| Crates.io | orx-concurrent-iter |
| lib.rs | orx-concurrent-iter |
| version | 3.1.0 |
| created_at | 2024-04-04 04:22:54.867132+00 |
| updated_at | 2025-09-07 18:34:06.59097+00 |
| description | A thread-safe and ergonomic concurrent iterator trait and efficient lock-free implementations. |
| homepage | |
| repository | https://github.com/orxfun/orx-concurrent-iter/ |
| max_upload_size | |
| id | 1195849 |
| size | 583,227 |
A thread-safe and ergonomic concurrent iterator trait and efficient lock-free implementations.
This crate focuses on enabling ergonomic concurrent programs without sacrificing efficiency.
no-std: This is a no-std crate.
A ConcurrentIter can be safely shared among threads using a shared reference; and multiple threads can iterate over it concurrently.
As expected, it will yield each element only once and in order.
Just like a regular iterator, a concurrent iterator has a next method returning and Option of the element type.
use orx_concurrent_iter::*;
use core::time::Duration;
let vec = vec!['a', 'b', 'c'];
let con_iter = vec.con_iter(); // concurrent iterator
std::thread::scope(|s| {
s.spawn(|| { // 1st thread
let first = con_iter.next();
assert_eq!(first, Some(&'a'));
// make sure that 2nd thread pulls 'b' and 'c'
std::thread::sleep(Duration::from_secs(2));
assert_eq!(con_iter.next(), None);
});
s.spawn(|| { // 2nd thread
// make sure that 1st thread pulls 'a' beforehand
std::thread::sleep(Duration::from_secs(1));
let second = con_iter.next();
assert_eq!(second, Some(&'b'));
let third = con_iter.next();
assert_eq!(third, Some(&'c'));
assert_eq!(con_iter.next(), None);
});
});
The signature of the next method allows convenient while let loops.

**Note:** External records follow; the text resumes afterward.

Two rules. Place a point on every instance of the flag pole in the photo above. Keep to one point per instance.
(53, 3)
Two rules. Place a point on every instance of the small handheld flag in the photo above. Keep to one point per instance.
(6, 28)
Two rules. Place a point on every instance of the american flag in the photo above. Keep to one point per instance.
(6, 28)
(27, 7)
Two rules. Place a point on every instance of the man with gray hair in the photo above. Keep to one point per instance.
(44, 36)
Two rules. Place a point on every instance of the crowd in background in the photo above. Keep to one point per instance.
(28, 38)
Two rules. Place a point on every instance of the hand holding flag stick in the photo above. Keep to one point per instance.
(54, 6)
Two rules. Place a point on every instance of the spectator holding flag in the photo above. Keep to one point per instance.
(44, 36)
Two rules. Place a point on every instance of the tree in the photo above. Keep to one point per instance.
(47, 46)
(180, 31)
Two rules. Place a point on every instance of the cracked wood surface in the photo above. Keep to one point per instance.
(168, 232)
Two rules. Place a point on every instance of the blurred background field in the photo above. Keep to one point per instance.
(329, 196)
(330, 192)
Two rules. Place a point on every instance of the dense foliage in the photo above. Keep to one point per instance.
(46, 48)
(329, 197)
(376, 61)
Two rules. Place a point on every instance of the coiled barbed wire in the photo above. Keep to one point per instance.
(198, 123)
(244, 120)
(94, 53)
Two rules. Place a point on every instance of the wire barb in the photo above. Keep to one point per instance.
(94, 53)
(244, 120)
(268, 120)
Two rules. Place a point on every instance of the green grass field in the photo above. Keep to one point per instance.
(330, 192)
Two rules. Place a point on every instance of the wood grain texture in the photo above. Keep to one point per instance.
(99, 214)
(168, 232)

The following example demonstrates a straightforward parallel processing implementation, where 100 elements of the input data will be processed in parallel by 4 threads.
Note that the code does not look different than its sequential counterpart, except for the spawn calls.
use orx_concurrent_iter::*;
let num_threads = 4;
let data: Vec<_> = (0..100).map(|x| x.to_string()).collect();
let con_iter = data.con_iter();
let process = |_x: &String| { /* assume actual work */ };
std::thread::scope(|s| {
for _ in 0..num_threads {
s.spawn(|| {
while let Some(value) = con_iter.next() {
process(value);
}
});
}
});
Although rust's while let loops are already very convenient, we cannot use for loops because a concurrent iterator is not a regular Iterator.
However, we can create one or more item pullers from a concurrent iterator within multiple threads, and the ItemPuller implements Iterator.
Although we use a puller similar to a regular iterator; it is created from, connected to and pulls elements from a ConcurrentIter.
This trick first enables for loops.
use orx_concurrent_iter::*;
let num_threads = 4;
let data: Vec<_> = (0..100).map(|x| x.to_string()).collect();
let con_iter = data.con_iter();
let process = |_x: &String| { /* assume actual work */ };
std::thread::scope(|s| {
for _ in 0..num_threads {
s.spawn(|| {
for value in con_iter.item_puller() {
process(value);
}
});
}
});
The actual benefit, however, is to enable the convenient and composable iterator methods in concurrent programs.
Consider the following parallel_reduce operation, which is a simple yet efficient parallelization of the reduce method.
Notice that:
use orx_concurrent_iter::*;
fn parallel_reduce<T, F>(
num_threads: usize,
con_iter: impl ConcurrentIter<Item = T>,
reduce: F,
) -> Option<T>
where
T: Send,
F: Fn(T, T) -> T + Sync,
{
std::thread::scope(|s| {
(0..num_threads)
.map(|_| s.spawn(|| con_iter.item_puller().reduce(&reduce))) // reduce inside each thread
.filter_map(|x| x.join().unwrap()) // join threads, ignore None's
.reduce(&reduce) // reduce thread results to final result
})
}
// test
let sum = parallel_reduce(8, (0..0).into_con_iter(), |a, b| a + b);
assert_eq!(sum, None);
let sum = parallel_reduce(8, (0..3).into_con_iter(), |a, b| a + b);
assert_eq!(sum, Some(3));
let n = 10_000;
let data: Vec<_> = (0..n).collect();
let sum = parallel_reduce(8, data.con_iter().copied(), |a, b| a + b);
assert_eq!(sum, Some(n * (n - 1) / 2));
The concurrent iterator trait definition and lock-free implementations are designed to achieve high performance concurrent programs.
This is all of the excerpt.